In 2023, he was a relatively late entrant to the race for NACo second vice president, but overcame trepidation about running, with some counsel from a colleague with whom he would work closely, and the encouragement of his wife, Leah, who serves as the executive director of the Bridgeport Economic Development Corporation in Wise County.

“I never really thought that I would run for president for a long time because I have three little girls at home, but talking to (immediate past president) James Gore helped me understand how I could make it work,” he said. Gore had been the first parent of young children in a decade to serve in NACo leadership, which carries often-extensive travel demands. “It’s a season, it’s a service. I thought I had for my county makeup, for my demographics, for my experience, I thought I brought something that would be a good asset on the executive committee.”

Clark brings the same curiosity to the presidency that he did to The Chico Texan 20 years ago.
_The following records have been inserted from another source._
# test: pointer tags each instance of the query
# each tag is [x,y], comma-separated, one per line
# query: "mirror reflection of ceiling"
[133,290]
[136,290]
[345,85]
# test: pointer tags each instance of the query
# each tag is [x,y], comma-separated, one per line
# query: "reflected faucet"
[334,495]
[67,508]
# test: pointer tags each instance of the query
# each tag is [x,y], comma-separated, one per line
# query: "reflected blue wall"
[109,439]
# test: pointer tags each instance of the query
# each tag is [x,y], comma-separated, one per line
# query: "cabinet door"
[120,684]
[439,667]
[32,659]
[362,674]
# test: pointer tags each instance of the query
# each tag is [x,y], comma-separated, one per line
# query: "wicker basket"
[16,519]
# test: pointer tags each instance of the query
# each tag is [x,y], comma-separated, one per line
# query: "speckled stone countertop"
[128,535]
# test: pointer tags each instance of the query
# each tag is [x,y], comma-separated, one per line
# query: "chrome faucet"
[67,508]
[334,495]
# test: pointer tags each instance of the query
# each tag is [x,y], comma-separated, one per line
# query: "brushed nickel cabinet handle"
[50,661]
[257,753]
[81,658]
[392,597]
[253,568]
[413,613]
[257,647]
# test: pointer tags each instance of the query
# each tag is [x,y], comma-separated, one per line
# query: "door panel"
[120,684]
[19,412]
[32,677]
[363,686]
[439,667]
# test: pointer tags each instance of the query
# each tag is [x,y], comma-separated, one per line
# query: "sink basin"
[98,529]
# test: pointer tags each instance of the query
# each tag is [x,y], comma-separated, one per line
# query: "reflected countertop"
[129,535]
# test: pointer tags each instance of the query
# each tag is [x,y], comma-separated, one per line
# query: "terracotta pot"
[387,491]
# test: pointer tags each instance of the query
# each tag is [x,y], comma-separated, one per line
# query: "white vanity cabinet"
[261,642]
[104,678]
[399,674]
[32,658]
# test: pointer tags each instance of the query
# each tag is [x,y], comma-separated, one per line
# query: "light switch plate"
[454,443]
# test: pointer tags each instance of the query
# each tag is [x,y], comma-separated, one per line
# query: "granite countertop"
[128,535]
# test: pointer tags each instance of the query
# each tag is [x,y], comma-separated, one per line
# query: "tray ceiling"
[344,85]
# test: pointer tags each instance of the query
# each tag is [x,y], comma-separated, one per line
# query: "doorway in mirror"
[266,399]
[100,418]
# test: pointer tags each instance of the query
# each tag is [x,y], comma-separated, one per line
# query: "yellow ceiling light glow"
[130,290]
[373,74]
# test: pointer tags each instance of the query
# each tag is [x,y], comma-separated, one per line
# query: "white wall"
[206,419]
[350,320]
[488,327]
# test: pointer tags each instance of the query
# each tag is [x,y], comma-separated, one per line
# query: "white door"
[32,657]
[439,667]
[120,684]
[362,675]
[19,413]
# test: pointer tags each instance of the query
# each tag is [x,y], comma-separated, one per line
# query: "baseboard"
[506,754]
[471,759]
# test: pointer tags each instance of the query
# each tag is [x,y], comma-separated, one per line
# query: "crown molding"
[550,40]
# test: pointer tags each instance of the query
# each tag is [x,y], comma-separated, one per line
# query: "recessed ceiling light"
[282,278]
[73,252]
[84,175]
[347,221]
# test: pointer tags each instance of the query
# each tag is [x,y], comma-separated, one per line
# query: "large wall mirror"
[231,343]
“We’re all local government nerds, and counties are such a fascinating form of government — it’s different from state to state,” he said. “It’s so interesting learning what different governing boards look like, but in this job as president, the biggest thing to continue to learn about is when it comes to counties administering social services. In Texas, we just don’t really do much of that, so I haven’t had to do too much as a county official.”

He also wants to build on the Texas enthusiasm that showed up at the 2023 Annual Conference in Travis County, Texas, when he ran for NACo office. 

“We need Texas voices coming strongly from the county level to the feds, because when it comes to legislation, a lot of things that we wish hadn’t happened or that we fear, are going to have a negative impact on counties generally because somebody doesn’t understand how it works in the counties,” he said.  “And that goes for all counties. We need to be part of that conversation, telling the story about how our communities and our constituents will be affected.

“A lot of that is incumbent on members engaging, sharing stories, sharing information, certainly when talking to our representatives, but also giving NACo staff the examples they can call on when they’re working on our behalf.”